Review text: the movie 's major and most devastating flaw is its reliance on formula , though , and it 's quite enough to lessen the overall impact the movie could have had
Embedding vector: [3.1484375, 0.56884766, 1.2861328, 0.83154297, 1.5849609, 0.037872314, 1.2617188, 0.40039062, -0.36889648, 0.8671875]

3. Train a Classifier Using the Training Set

Now that we have the embedding we can train our classifier using an SVM from sklearn. We call the make_pipeline, which configures a pipeline. The purpose of the pipeline is to assemble several steps that can be cross-validated together while setting different parameters.

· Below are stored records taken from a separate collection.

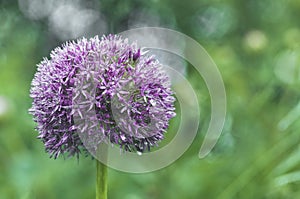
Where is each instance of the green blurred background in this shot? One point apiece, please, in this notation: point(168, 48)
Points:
point(256, 45)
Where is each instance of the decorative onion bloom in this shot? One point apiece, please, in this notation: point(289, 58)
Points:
point(100, 90)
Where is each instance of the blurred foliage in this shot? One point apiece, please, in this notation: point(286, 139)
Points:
point(256, 45)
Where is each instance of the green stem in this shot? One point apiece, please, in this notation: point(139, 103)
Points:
point(101, 184)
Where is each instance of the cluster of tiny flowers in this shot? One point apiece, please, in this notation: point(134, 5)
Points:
point(100, 90)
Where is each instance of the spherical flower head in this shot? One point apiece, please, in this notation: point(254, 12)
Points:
point(100, 90)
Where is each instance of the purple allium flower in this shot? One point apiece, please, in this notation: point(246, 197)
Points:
point(100, 90)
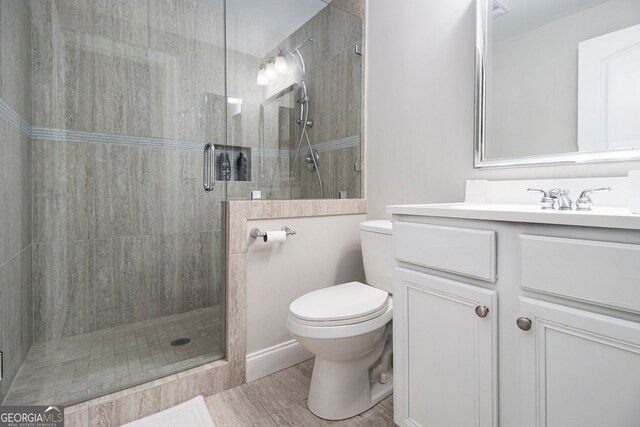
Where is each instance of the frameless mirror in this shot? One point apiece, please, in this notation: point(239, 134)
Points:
point(557, 81)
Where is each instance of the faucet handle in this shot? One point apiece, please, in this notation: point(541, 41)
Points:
point(546, 202)
point(584, 202)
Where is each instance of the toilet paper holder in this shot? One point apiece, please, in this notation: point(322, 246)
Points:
point(256, 233)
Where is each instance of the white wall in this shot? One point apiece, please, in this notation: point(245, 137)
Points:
point(324, 252)
point(419, 107)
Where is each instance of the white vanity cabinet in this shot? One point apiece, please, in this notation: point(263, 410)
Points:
point(448, 372)
point(558, 344)
point(578, 368)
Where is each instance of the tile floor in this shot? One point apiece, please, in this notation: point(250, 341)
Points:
point(280, 399)
point(73, 369)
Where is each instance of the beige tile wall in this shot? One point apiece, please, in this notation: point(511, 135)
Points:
point(137, 402)
point(15, 188)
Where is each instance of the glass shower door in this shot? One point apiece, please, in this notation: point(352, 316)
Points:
point(128, 248)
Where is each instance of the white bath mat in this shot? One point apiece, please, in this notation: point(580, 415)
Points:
point(192, 413)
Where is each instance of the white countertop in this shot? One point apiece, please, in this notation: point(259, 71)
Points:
point(608, 217)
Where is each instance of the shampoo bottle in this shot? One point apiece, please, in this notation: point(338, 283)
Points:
point(241, 167)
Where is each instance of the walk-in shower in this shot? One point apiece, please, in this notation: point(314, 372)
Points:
point(112, 254)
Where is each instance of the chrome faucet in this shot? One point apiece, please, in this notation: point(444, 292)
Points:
point(584, 202)
point(561, 198)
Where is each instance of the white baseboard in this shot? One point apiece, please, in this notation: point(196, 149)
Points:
point(273, 359)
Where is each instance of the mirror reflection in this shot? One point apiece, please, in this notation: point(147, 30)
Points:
point(562, 76)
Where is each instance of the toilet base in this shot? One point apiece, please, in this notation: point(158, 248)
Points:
point(342, 390)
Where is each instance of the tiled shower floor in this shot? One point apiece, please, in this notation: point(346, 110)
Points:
point(73, 369)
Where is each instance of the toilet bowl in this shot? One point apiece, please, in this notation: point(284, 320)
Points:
point(348, 328)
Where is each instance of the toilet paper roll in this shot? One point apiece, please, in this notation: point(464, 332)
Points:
point(634, 191)
point(275, 236)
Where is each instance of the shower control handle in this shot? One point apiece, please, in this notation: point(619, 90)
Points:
point(208, 173)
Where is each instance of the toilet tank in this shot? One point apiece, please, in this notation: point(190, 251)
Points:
point(377, 257)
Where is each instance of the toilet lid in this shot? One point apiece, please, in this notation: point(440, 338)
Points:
point(342, 302)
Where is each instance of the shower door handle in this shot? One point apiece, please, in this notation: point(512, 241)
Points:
point(208, 172)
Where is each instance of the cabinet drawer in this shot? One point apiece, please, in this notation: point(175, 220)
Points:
point(463, 251)
point(602, 273)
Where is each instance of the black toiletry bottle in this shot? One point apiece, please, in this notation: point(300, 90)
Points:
point(225, 167)
point(241, 164)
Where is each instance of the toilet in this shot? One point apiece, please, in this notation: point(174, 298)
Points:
point(348, 327)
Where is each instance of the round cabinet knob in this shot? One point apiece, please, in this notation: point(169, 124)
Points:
point(523, 323)
point(482, 311)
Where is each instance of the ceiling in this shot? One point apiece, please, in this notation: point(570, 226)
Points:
point(525, 15)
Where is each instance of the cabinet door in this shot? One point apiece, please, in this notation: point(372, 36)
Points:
point(444, 352)
point(578, 368)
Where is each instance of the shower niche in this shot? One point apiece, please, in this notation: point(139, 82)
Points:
point(239, 166)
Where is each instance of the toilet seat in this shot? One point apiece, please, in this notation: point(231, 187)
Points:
point(344, 304)
point(299, 329)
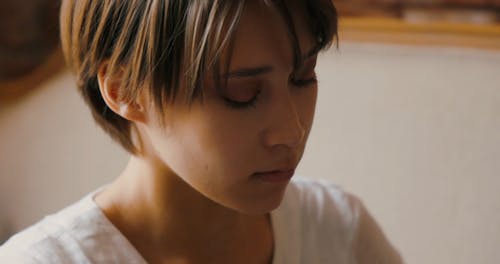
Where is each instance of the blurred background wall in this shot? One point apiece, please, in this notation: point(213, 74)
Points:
point(413, 131)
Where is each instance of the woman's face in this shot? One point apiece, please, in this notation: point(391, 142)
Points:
point(224, 145)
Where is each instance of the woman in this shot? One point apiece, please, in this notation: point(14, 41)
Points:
point(214, 100)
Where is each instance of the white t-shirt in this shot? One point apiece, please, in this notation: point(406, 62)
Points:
point(316, 223)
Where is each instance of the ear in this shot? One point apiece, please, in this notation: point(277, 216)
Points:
point(111, 87)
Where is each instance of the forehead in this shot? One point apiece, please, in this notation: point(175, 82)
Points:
point(263, 35)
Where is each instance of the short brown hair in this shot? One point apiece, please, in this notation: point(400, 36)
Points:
point(159, 44)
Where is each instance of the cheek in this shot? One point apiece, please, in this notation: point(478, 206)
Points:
point(210, 143)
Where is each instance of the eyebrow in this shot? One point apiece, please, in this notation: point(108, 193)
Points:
point(253, 72)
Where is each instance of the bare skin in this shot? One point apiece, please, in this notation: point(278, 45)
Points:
point(191, 196)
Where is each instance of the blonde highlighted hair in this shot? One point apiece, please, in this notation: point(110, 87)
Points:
point(160, 44)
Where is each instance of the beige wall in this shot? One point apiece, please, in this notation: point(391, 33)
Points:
point(415, 132)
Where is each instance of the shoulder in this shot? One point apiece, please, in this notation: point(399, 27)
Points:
point(335, 217)
point(63, 237)
point(326, 205)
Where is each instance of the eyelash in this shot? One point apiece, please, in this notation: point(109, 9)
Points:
point(252, 102)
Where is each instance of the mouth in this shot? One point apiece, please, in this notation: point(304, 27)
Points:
point(276, 176)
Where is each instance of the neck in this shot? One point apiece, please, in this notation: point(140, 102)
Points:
point(152, 205)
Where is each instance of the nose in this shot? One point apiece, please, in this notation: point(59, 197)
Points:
point(286, 128)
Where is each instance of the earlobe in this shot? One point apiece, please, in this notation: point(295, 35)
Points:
point(110, 86)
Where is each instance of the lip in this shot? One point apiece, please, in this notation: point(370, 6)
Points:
point(277, 176)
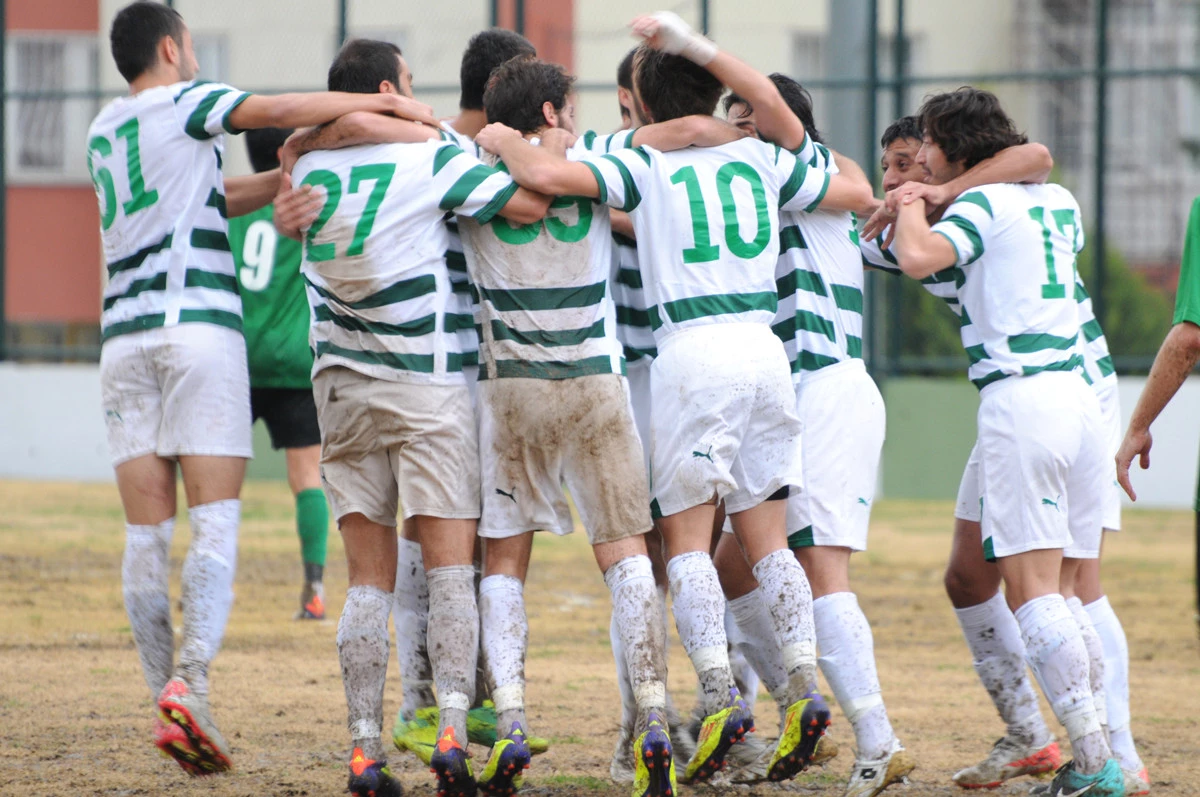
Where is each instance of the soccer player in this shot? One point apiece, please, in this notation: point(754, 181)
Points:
point(275, 321)
point(173, 361)
point(396, 418)
point(720, 383)
point(820, 321)
point(972, 582)
point(1041, 448)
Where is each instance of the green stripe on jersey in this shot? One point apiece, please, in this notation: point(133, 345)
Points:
point(415, 328)
point(418, 363)
point(138, 258)
point(1030, 343)
point(547, 337)
point(720, 304)
point(396, 292)
point(533, 299)
point(552, 369)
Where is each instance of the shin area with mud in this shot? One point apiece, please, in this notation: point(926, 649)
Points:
point(76, 717)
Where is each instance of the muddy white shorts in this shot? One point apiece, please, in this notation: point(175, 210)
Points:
point(843, 425)
point(538, 435)
point(390, 444)
point(1043, 466)
point(180, 390)
point(724, 419)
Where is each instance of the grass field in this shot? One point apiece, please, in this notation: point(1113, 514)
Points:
point(76, 715)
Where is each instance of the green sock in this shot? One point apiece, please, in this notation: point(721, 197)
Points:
point(312, 523)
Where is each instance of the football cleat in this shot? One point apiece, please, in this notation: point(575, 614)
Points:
point(1009, 759)
point(805, 721)
point(178, 705)
point(371, 778)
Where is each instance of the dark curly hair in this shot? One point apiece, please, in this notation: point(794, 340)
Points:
point(519, 88)
point(969, 125)
point(672, 87)
point(795, 95)
point(903, 127)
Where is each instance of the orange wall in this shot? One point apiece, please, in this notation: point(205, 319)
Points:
point(549, 25)
point(53, 255)
point(53, 15)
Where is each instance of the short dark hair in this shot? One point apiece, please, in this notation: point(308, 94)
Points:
point(903, 127)
point(363, 64)
point(485, 52)
point(263, 147)
point(519, 88)
point(969, 125)
point(625, 71)
point(672, 87)
point(136, 33)
point(795, 95)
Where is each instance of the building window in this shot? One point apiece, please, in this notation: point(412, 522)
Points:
point(48, 121)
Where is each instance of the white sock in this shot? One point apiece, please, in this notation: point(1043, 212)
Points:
point(847, 660)
point(745, 677)
point(635, 604)
point(785, 591)
point(1056, 653)
point(999, 652)
point(411, 616)
point(208, 587)
point(363, 653)
point(699, 610)
point(1095, 657)
point(1116, 681)
point(505, 637)
point(454, 643)
point(144, 570)
point(759, 645)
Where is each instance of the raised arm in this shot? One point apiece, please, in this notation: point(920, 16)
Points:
point(918, 249)
point(317, 108)
point(534, 168)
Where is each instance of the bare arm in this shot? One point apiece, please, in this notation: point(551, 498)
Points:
point(317, 108)
point(687, 131)
point(245, 195)
point(354, 129)
point(919, 250)
point(537, 169)
point(1175, 360)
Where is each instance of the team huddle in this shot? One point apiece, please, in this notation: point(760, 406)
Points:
point(667, 322)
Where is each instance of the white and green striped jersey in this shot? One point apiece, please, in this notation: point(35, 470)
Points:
point(1015, 273)
point(463, 316)
point(627, 287)
point(820, 280)
point(155, 160)
point(375, 259)
point(543, 292)
point(707, 225)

# import SVM classifier code
from sklearn.svm import SVC
from sklearn.pipeline import make_pipeline
from sklearn.preprocessing import StandardScaler


# Initialize a support vector machine, with class_weight='balanced' because 
# our training set has roughly an equal amount of positive and negative 
# sentiment sentences
svm_classifier = make_pipeline(StandardScaler(), SVC(class_weight='balanced')) 

# fit the support vector machine
svm_classifier.fit(embeddings_train, labels_train)

4. Evaluate the Performance of the Classifier on The Testing Set

# get the score from the test set, and print it out to screen!
score = svm_classifier.score(embeddings_test, labels_test)
print(f"Validation accuracy on Large is {100*score}%!")

Validation accuracy is 88.8%, though you may get a slightly different number when you run this code.

This was a small scale example, meant as a proof of concept and designed to illustrate how you can build a custom classifier quickly using a small amount of labelled data and Cohere's embeddings. If you want to achieve better performance on this task, increase the number of training examples.